Check that the example in the GH thread has Spanish as one of their choices and has the Spanish flag. Spanish is talked in a lot of countries including Spain, but also Spain has 4 different official languages in its own state territory. So, there exists es_ES, es_MX, es_PE but also es_ES and ca_ES. What flag should we paint in each case?
I've seen this mistake soo many times...
I accidently changed languages in my phone to Arabic on android. It uses no icons to display languages, when a language is chosen all the options changed to the localized Arabic names.
I think the only logical solution is to display the options in the language, eh Arabic in Arabic letters, English in English letters etc.
But icons would still be useful. But there isn't a universally accepted icon for any language.
And yes, do not include any icons whatsoever. Text only. A standard for visual depiction of languages is not going to come any time soon, and flags are completely unsuitable for the purpose.
For each language, show name of language in that language + name of language in currently selected language.
Languages are hard.
So just use the language code for languages?
there are far fewer format options than countries, so this is an exercise in frustration
(*en_SE.UTF-8 btw)
That said, this particular issue should not have been turned into a state-politics issue. The element in question seems to be a language selection rather than a country selection, so the very first argument ("TaiWan flag should not be placed along with other REAL country flags") is a bad one regardless of how you think of Taiwan's political status.
I also agree with another commenter that said the maintainer dealt with this really well. Kudos to them!
But filing tickets demanding to remove something from a CSS library because it "isn't a real country" definitely is a political statement. Which, for me, is always very unwelcome, but quite mundane at this point.
Not people focused on the purpose of the repo.
Languages are already quite political, but maps and all their borders and city names are much worse. Some borders are disputed and both sides have made the distribution of maps with the "wrong" borders illegal, the Catalans hate to see the Spanish names of their towns used in the Spanish version of the website, sometimes borders are moving fast and the inhabitants of newly founded countries usually feel really strong about the correct representation on every single map in the world, and even if you use maps without borders or labels at all, it could be illegal to plot some kind of harmless data on it, like wind speeds that have not been published by the country's authorities.
Stuff like this inevitably floods the inboxes of a lot of companies, so I'm not surprised at all to see it happen on GitHub.

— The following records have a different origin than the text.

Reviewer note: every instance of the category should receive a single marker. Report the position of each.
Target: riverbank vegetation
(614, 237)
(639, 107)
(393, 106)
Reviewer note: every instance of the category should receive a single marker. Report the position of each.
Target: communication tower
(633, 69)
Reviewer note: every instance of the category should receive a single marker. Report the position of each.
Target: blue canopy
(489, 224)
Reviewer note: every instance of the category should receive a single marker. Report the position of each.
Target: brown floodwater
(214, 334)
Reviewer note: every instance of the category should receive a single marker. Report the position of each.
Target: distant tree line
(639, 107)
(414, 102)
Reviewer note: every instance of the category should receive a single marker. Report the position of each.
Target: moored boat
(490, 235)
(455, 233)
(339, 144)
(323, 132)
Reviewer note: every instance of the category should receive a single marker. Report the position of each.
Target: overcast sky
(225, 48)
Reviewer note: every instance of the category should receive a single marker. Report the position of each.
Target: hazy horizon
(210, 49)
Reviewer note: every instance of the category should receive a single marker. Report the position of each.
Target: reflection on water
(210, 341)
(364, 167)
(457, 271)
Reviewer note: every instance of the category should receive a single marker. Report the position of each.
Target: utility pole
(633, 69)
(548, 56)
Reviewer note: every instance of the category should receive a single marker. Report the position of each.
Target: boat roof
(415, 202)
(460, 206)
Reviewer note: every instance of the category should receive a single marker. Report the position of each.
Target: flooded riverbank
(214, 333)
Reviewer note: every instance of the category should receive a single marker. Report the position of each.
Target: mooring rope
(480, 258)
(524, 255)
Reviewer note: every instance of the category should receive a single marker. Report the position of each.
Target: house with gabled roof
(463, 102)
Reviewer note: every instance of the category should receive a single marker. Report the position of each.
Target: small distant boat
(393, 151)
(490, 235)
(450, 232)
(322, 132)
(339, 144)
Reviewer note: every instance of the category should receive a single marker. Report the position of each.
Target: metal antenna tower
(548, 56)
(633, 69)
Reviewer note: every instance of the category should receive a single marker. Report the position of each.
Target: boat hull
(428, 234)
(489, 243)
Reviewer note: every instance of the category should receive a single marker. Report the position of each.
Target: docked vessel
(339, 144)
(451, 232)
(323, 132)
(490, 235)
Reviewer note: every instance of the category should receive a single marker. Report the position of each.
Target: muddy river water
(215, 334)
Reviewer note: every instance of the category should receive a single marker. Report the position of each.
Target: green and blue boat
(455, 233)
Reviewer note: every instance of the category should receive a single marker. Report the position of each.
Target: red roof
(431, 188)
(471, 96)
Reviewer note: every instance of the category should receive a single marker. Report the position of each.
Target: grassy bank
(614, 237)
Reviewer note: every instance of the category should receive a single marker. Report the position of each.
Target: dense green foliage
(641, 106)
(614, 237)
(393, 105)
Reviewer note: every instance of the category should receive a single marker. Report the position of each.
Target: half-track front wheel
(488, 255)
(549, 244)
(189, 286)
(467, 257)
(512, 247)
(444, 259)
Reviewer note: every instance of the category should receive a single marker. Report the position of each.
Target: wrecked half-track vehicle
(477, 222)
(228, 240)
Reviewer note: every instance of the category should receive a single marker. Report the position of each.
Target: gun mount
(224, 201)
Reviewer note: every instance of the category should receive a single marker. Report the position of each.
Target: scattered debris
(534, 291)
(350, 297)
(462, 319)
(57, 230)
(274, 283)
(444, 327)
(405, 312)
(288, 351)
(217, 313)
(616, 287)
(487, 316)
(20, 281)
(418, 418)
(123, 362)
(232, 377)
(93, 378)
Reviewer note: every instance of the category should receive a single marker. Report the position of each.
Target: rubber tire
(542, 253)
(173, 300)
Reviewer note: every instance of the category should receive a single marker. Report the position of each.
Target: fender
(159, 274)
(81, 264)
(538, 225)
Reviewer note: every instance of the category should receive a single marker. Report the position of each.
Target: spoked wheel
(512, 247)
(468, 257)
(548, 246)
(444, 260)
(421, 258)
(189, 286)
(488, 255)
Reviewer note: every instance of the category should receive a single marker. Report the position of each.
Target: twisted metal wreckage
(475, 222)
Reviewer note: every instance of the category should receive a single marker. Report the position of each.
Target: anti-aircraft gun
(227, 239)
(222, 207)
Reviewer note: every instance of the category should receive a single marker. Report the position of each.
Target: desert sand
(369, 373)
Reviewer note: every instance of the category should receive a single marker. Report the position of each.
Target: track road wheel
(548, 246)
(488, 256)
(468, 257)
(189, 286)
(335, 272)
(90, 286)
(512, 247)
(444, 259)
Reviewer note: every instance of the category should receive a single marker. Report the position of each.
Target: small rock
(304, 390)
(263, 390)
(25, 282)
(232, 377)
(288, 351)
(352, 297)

It’s an entirely separate issue from the flag, but the developer technically should label the languages “Chinese (China)” and “Chinese (Taiwan)” in the dropdown instead, to better correspond to the flags.
Whilst I understand you didn't mean to start a political debate, you have made a political choice by using the Taiwan so it's unfair to blame others for "bringing politics into it" just because you don't have understanding on the subject.
> "No one can deny that it [Taiwan] owns a flag."
1 Billion Chinese people would like a word with you.
Or rather, how Ukraine's would feel, doesn't it make more sense that way around?
> You've made a political choice by using the Taiwan flag in the first place so don't blame others for "bringing politics into it" just because you don't have understanding on the subject.
There's a country called Taiwan, it has a flag, it's flag was put next to the name of the country. Where's the politics?
That's my point.
You think there is no politics between China and Taiwan?
Disagreement is not hate. I do not agree with the person who wants to get rid of the Taiwanese flag since as far as I'm concerned Taiwan is a country but I do not hate him for his request.
Please don't use the word hate for these purposes as all that does is downplay cases of real hate.
> TaiWan is not a country, is essentially a province of China. currently it's a district because of some history reasons. > So, TaiWan flag should not be placed along with other REAL country flags, It's a big misleading to website visitors.
This is not just a disagreement.
That was one of the many really terrible ideas that we've had. In the US we say "It's the Economy, Stupid" to represent the idea that, when the economy is doing well, people are happy with the government. And then we helped give China decades of incredible economic growth, but somehow expected that the result would be Chinese citizens being unhappy with their government?!
But... "Fuck off" would also have been very reasonable.
I guess in this case the contributors were Taiwanese and decide to use that flag.